Laura is pursued by Vickers to a clearing containing the crucified bodies of Zack, Julie, Eric, and Sarah. Laura shoots Vickers with his own sidearm, but he is unaffected, only being felled when he has a sharp log thrown through him by Doug. Emergency services greet Laura and Doug at the mansion as Vickers recovers, and a newscast announces that further evidence indicates that he is actually an escaped psychopathic serial killer named Ted Warnicky.
Scott Aaron Stine, author of The Gorehound's Guide to Splatter Films of the 1980s, referred to Psycho Cop as "completely lifeless, homogenized fare" further hampered by the "grating" Robert R. Shafer.

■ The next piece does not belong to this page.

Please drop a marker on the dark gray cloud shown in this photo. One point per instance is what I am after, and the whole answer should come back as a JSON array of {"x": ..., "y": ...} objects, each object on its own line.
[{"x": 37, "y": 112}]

Conversely, Kent Byron Armstrong, writer of Slasher Films: An International Filmography, 1960 Through 2001, found Shafer to be "great" and opined that "Psycho Cop provides enough humor to be an enjoyable film".
Ozus' World Movie Reviews's Dennis Schwartz awarded Psycho Cop a C+, calling it "dumb" and "ridiculous" while Todd Martin of Horror News wrote, "I think that it is just a fun little movie and if you are looking for a nice brainless slasher film that doesn't make you think too hard then you should give this movie a shot". Digital Retribution condemned Psycho Cop, giving it a 1/5 while dismissing it as a "Routine slasher flick that's trying to be a riff on William Lustig's Maniac Cop but instead ends up as a poorly acted and weakly penned misfire" with terrible special effects and direction that was "some of the worst in filmic history". JA Kerswell of the Hysteria Lives! gave the film a similarly low score of 2/5, noting, "If you had to pick a perfect example of a join-the-dots slasher flick then this hopelessly generic addition to the subgenre would fit the bill perfectly".